Platforms and channels, not just a type of shoe or a place to watch TV…

With all this talk of social media and the digital age it’s important to understand the jargon. So those of you that thought Platforms were a type of shoe from the 70’s making a come back or where you stand to get your train from, I’m afraid to say that’s not what they’re talking about!

Although not a shoe, Platforms are something tangible unlike their channel counterparts (which just for reference aren’t where you watch your favourite television programs). By reading this now you’re in fact using both a Platform, you’re computer or internet enabled device and a Channel, this very WordPress site. The internet itself has revolutionised all industries, including Public Relations but now that it is so easily accessible and has a huge variety of websites and social media networks it has just got even harder to control.

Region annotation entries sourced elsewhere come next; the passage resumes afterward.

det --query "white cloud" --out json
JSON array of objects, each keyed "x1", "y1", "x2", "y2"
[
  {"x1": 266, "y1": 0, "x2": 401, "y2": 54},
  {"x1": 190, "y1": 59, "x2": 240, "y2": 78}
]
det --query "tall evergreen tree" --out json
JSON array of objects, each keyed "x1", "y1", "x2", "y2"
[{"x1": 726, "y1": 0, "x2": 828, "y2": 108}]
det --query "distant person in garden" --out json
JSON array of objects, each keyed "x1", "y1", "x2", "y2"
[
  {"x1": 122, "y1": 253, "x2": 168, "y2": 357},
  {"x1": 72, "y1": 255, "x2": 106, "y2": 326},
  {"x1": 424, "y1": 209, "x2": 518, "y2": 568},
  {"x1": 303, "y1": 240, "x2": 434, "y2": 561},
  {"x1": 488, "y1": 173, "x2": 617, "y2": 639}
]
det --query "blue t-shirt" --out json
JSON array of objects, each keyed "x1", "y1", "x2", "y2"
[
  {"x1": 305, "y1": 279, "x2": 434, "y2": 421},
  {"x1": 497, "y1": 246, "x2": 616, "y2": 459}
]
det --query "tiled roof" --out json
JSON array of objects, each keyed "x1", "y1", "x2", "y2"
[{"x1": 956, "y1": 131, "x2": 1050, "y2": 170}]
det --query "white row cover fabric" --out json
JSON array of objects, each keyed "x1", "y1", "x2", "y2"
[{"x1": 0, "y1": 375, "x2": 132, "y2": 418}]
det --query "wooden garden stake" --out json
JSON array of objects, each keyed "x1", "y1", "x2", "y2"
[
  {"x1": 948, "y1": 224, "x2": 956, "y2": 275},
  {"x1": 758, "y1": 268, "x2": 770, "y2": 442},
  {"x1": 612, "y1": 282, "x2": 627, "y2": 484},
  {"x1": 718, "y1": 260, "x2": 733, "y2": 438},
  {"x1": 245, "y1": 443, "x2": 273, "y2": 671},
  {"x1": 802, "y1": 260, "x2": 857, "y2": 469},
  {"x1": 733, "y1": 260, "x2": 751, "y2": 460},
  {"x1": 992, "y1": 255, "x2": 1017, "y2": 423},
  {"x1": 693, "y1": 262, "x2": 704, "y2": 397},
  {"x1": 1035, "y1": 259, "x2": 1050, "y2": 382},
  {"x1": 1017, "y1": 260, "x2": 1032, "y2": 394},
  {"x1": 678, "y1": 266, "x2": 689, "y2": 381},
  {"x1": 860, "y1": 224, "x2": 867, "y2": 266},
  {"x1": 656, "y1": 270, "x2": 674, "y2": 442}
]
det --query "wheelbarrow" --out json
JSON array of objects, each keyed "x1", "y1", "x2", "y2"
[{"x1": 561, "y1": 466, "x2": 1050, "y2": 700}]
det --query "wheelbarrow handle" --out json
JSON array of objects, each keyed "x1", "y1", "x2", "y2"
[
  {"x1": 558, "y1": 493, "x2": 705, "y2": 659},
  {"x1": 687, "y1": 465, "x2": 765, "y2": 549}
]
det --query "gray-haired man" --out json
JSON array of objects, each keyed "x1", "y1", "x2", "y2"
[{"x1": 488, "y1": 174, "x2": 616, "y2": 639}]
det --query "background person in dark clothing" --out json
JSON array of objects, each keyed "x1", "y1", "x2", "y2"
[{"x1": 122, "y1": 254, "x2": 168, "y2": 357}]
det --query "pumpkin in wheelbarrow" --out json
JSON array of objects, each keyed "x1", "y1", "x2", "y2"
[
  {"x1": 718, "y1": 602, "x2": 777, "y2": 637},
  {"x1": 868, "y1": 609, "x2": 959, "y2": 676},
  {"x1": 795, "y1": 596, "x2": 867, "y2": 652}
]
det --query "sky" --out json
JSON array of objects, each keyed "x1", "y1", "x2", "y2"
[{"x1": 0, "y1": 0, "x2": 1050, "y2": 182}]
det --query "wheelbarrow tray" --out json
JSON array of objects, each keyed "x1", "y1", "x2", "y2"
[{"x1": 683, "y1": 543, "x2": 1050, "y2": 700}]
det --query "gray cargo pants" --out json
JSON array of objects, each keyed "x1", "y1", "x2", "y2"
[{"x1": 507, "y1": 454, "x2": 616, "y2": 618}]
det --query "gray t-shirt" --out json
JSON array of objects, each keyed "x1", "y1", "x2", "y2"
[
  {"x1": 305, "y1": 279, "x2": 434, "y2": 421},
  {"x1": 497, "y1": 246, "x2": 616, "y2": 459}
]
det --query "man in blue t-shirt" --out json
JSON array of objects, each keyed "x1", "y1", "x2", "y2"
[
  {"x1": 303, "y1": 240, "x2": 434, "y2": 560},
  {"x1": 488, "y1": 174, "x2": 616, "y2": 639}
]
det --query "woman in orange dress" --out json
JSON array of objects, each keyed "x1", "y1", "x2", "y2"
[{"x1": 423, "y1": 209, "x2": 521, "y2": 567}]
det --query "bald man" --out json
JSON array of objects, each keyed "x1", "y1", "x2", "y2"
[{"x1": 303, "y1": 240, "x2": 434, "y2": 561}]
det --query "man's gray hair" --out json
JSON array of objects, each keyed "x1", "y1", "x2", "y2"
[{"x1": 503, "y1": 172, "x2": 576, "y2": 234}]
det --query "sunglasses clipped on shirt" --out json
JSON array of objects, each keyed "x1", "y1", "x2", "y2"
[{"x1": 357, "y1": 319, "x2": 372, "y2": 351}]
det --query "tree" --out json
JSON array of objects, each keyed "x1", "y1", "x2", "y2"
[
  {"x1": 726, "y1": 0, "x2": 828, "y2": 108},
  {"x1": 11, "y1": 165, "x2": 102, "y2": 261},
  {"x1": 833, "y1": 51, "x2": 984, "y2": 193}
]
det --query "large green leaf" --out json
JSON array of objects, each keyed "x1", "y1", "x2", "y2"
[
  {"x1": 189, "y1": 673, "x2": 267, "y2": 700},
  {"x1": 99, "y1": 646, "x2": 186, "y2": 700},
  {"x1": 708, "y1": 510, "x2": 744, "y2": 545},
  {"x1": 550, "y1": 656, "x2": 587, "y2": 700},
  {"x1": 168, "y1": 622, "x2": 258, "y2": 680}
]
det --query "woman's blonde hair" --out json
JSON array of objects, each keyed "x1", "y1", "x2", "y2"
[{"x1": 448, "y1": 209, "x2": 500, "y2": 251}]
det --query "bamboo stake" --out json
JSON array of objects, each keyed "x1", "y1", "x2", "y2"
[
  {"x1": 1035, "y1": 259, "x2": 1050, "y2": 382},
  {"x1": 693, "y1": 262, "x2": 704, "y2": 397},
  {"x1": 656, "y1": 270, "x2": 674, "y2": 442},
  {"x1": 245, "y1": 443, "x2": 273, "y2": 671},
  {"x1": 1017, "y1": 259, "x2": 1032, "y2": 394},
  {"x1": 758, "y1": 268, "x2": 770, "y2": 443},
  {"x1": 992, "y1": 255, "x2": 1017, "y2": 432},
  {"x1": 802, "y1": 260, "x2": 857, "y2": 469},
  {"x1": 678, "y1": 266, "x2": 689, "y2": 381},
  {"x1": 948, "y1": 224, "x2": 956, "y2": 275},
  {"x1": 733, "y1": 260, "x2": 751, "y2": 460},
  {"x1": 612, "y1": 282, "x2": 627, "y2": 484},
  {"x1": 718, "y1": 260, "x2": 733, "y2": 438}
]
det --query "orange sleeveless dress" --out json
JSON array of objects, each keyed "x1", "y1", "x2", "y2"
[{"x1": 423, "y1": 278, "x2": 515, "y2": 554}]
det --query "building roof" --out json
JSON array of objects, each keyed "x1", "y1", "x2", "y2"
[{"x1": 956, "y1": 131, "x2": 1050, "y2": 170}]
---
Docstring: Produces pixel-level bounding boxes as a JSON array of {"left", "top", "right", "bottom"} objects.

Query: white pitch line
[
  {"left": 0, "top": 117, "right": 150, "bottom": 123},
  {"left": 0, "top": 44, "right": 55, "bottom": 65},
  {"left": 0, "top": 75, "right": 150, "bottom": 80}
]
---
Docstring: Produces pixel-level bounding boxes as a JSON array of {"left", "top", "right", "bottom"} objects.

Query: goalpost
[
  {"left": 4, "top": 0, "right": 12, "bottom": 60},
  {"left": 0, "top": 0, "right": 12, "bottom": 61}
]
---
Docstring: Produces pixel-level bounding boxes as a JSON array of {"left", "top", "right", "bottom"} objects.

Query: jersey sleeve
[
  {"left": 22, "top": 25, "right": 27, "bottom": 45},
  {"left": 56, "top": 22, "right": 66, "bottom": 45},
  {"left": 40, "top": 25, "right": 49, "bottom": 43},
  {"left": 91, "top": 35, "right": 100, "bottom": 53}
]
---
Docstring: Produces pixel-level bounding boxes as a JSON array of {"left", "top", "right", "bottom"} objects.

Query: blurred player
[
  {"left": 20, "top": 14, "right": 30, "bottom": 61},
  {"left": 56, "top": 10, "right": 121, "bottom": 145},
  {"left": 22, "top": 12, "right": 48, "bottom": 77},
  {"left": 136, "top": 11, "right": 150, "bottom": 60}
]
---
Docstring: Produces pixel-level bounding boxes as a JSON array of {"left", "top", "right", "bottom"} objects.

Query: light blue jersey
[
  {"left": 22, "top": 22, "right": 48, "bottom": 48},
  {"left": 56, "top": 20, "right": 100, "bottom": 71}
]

There are 5 core elements that are said to ‘drive’ online PR and the advent of powerful Platforms like the iPhone and Channels like Twitter add to the importance of these 5 elements:

Transparency – as I’ve mentioned before Transparency has become essential for organisations, especially in the digital age. Nowadays anybody could take a photo on their phone and have it uploaded onto Twitter ‘outing’ a company’s bad behaviour or unethical practices before they could bat an eyelid. Now more than ever it is important for organisations to be honest with their public before something is leaked and sensationalised creating a worse situation for the organisation that if they were up front from the start.

Agency – this highlights the use of user generated content. The public are no longer just consumers they are also producers of their own media. Channels like Wikipedia have set the trend for sites that allow it’s users to contribute to the content that it provides. This is great for consumers as they can voice their opinion of an organisations for all to read, however this presents some obvious obstacles for organisations as they have no control over what is said about them, another reason for them to practice Transparency.

Porosity – much like transparency and agency, porosity is the leaking of information but usually in this case unintentionally. Now that organisations rely heavily on digital communication channels such as email, Intranet, SMS and social media, it is inevitable that confidential information can find it’s way to the wider public. This can often be bad for obvious reason, but sometimes hearing the real voices of the organisation (especially when the information is not scandalous) can be a good thing for a company’s reputation.

Richness & Reach – richness is the amount of content that the internet can hold and reach is how many people can view this information. For organisations that means that everything about them can be available for all of the world to see. With Platforms like internet enabled mobile phones that means that the public can access this information from anywhere at anytime. As with the other 3 points this has it’s positives and negatives and just confirms the benefits of Transparency.

So every time we use our iPhone (other internet enabled devices are available!) we are exercising the use of an important Platform (the device not the shoe) and when we then use our iPhone to Tweet what we’ve just had for breakfast, we have demonstrated how quick and easy it is to use the Channels that our Platforms enable. Most important to remember as somebody in the Public Relations industry is the 5 drivers of online PR. These serve as essential reminders of the opportunities that the internet and it’s Channels can provide as well as the potential damage that it can cause an organisation. The obvious answer to avoiding the negatives from these 5 drivers is to really take head of the first point and practice Transparency wherever possible.